The pictures from Wastwater form a series based on experiments done by my colleague Lydia King during her PhD studies. She studied the algae growing on stones in the littoral zone around the lake and I used her data as the starting point for a series of pictures. The aim of her study was to see how the algal communities changed over the course of a six week period, as they colonised bare surfaces.

Wastwater, 2 weeks The first picture shows the surface of a rock after being submerged in the lake for two weeks.
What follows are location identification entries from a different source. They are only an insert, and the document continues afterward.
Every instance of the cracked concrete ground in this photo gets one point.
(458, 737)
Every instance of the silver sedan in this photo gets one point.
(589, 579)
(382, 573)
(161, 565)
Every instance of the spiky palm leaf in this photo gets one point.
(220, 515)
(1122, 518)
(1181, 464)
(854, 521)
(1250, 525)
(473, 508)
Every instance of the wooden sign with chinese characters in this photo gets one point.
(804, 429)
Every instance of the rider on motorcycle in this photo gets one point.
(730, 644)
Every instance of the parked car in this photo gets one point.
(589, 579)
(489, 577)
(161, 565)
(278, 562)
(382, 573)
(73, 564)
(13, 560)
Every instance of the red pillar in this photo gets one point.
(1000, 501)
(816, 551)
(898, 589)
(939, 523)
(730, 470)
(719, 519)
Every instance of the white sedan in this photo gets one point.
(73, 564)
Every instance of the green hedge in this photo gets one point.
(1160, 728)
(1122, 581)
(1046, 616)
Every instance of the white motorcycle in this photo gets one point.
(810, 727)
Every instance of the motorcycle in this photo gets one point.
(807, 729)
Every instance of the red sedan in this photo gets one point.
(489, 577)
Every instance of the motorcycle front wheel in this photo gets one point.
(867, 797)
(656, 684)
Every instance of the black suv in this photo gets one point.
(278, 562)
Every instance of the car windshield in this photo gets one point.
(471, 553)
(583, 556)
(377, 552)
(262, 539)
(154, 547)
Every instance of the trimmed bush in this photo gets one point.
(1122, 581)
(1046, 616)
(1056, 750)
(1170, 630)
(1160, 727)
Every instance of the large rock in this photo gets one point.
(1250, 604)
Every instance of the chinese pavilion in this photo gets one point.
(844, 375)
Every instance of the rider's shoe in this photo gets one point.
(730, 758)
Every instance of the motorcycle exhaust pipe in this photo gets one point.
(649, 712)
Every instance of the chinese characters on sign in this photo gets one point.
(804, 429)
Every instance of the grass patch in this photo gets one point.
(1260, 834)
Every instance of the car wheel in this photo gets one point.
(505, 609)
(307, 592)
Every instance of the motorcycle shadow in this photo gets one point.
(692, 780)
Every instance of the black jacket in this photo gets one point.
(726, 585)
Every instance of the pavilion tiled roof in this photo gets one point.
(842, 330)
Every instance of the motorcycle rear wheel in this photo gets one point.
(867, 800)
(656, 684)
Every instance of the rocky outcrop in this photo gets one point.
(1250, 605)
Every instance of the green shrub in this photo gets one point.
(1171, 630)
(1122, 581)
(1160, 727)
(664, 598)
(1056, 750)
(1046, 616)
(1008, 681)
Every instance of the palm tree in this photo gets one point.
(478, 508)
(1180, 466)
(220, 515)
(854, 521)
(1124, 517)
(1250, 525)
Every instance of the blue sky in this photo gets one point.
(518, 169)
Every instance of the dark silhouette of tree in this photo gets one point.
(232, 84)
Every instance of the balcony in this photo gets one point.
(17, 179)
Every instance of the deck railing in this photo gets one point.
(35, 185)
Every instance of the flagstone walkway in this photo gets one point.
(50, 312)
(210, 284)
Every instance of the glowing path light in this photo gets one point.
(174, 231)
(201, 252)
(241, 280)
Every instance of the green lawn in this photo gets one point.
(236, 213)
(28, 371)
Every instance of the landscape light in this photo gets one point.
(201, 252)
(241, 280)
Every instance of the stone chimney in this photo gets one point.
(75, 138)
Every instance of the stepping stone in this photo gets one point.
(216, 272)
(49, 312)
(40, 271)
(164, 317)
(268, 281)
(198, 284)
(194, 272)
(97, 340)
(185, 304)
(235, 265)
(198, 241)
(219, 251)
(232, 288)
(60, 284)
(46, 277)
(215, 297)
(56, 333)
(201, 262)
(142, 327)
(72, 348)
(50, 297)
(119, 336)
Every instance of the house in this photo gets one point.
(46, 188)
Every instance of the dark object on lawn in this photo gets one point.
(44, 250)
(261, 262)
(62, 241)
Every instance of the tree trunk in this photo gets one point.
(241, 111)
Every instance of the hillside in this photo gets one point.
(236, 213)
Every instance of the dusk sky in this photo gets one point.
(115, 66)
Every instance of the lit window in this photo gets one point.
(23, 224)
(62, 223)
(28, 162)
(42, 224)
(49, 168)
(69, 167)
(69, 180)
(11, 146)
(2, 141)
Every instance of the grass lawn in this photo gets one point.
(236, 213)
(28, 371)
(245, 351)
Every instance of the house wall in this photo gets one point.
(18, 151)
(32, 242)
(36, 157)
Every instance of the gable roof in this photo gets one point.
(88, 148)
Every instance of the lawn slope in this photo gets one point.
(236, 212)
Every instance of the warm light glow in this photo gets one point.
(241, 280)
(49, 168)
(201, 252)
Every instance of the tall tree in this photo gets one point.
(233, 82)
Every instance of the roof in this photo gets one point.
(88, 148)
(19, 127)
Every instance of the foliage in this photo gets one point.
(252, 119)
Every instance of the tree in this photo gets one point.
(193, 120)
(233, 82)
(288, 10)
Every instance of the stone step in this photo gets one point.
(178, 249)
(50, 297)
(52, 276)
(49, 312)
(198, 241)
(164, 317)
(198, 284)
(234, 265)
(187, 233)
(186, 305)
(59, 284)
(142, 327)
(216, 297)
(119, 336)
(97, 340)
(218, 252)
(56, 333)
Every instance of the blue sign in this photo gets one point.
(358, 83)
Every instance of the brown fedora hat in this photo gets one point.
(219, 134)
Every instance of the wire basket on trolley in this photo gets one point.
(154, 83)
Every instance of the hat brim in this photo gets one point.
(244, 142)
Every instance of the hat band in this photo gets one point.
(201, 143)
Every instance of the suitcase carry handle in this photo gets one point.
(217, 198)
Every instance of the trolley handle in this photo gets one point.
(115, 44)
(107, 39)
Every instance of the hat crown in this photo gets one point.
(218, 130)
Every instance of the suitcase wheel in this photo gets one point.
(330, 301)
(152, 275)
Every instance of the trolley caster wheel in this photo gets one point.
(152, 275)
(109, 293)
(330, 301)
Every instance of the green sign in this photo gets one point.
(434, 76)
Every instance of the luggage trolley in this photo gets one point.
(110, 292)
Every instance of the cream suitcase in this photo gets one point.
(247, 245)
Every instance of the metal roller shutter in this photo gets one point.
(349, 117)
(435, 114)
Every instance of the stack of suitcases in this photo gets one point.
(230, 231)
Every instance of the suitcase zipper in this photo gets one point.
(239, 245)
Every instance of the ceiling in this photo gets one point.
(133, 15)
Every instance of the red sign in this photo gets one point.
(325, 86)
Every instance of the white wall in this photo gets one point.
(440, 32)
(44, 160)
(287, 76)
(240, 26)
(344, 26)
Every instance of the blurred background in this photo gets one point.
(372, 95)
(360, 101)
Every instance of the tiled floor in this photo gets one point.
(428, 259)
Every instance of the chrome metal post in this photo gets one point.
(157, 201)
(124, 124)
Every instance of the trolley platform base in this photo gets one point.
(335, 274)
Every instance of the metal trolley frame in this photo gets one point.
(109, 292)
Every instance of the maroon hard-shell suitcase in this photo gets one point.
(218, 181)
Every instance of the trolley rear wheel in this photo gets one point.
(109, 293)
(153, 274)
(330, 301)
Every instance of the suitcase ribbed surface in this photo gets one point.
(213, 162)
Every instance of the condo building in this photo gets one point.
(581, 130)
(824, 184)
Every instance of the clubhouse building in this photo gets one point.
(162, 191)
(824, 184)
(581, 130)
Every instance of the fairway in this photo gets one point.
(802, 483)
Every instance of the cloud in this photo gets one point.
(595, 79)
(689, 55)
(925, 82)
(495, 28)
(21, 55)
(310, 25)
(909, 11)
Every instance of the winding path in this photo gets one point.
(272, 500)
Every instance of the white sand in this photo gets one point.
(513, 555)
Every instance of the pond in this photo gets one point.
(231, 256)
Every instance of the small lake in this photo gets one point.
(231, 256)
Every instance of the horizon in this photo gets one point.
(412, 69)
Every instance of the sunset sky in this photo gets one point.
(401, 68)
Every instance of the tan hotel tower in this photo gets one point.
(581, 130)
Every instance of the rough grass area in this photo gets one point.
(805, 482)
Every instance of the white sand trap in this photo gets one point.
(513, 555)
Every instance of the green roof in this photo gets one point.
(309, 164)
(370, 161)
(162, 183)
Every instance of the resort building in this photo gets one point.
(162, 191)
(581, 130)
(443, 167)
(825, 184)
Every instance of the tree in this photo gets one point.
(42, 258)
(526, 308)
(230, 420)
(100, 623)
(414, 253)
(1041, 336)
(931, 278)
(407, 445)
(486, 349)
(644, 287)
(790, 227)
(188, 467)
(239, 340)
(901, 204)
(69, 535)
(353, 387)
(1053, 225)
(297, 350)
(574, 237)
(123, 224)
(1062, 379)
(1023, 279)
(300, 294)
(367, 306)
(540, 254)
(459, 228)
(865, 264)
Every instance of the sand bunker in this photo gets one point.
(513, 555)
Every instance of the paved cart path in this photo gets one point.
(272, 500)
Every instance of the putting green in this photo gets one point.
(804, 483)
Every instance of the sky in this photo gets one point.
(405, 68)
There are a mixture of small green and blue-green algal cells plus a few thin filaments of the blue-green alga Phormidium along with the diatoms Achnanthidium minutissimum and Gomphonema parvulum. At this stage, there were about 1800 cells per square centimetre.

Wastwater, 3 weeks A sample collected a week later shows the density of algal cells to have increased to about 9000 cells per square centimetre, with competition for light becoming more intense.






Wastwater, 5 weeks Five weeks after the start of the experiment and long-stalked diatoms such as Gomphonema acuminatum and Cymbella affinis are able to outcompete the short-stalked Achnanthidium and G. parvulum. Chains of Tabellaria flocculosa are also tangled amidst the upper layers of the biofilm. There are now just over 31000 cells per square centimetre.